Он медленно поднялся, потом опустил верхнюю часть туловища в чемодан и подогнул ноги. Внутри стоял сильнейший запах формалина. Он смотрел на сосновые балки, на паутину, на тени, цепляющиеся за изоляционный материал. Он все еще различал отголоски музыки, которую Карен услышать не могла, а потом раздалась чистая, безошибочно узнаваемая трель оставшегося внизу сотового телефона, известившая о получении текстового сообщения.
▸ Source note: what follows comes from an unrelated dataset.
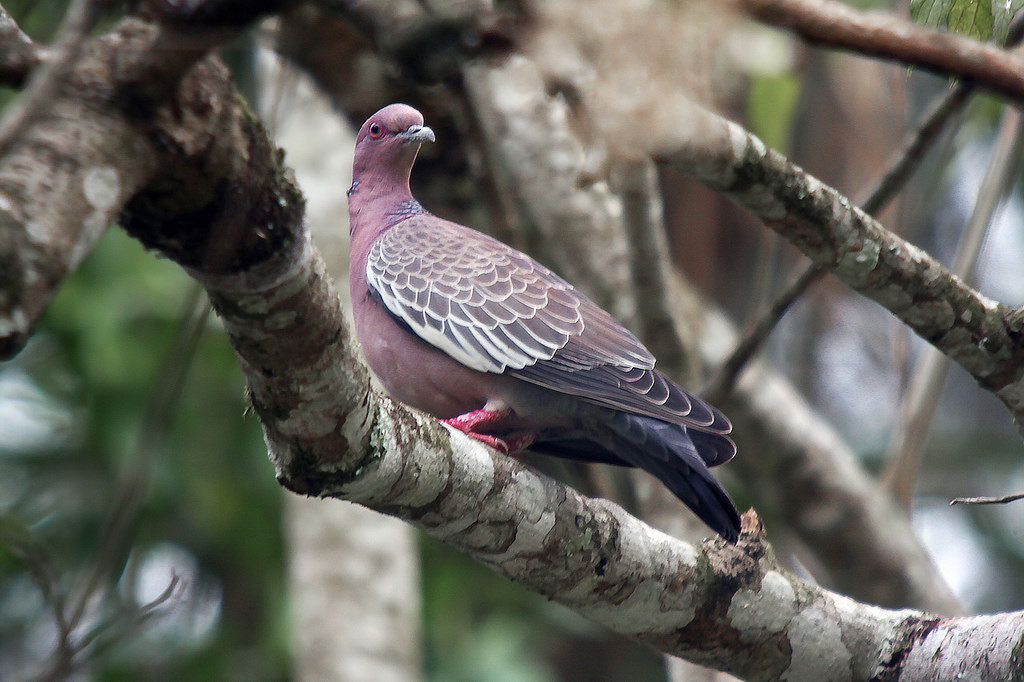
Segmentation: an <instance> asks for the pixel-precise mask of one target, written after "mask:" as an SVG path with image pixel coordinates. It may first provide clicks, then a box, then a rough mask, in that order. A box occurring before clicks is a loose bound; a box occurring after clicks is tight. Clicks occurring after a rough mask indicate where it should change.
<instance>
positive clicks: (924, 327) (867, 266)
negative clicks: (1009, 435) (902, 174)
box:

Он начал разворачивать тело, и крышка чемодана упала на него.
Но он успел изогнуться настолько, что его плечо не дало крышке захлопнуться.
Он вылез и лег на пол рядом с чемоданом.
Через минуту телефон прозвонил напоминание.
Он подумал о Линзи. Линзи была доброй и прекрасно к нему относилась, пока все не испортилось. Он подумал, где она сейчас. Снова посмотрел на пустой чемодан и выдернул из шва на подкладке длинный светлый волос. Он подумал о Карен и о ее неосознанной потребности иметь рядом того, кто будет о ней заботиться. Вспомнил, какой ранимой показалась ему Линзи, когда он увидел ее в первый раз.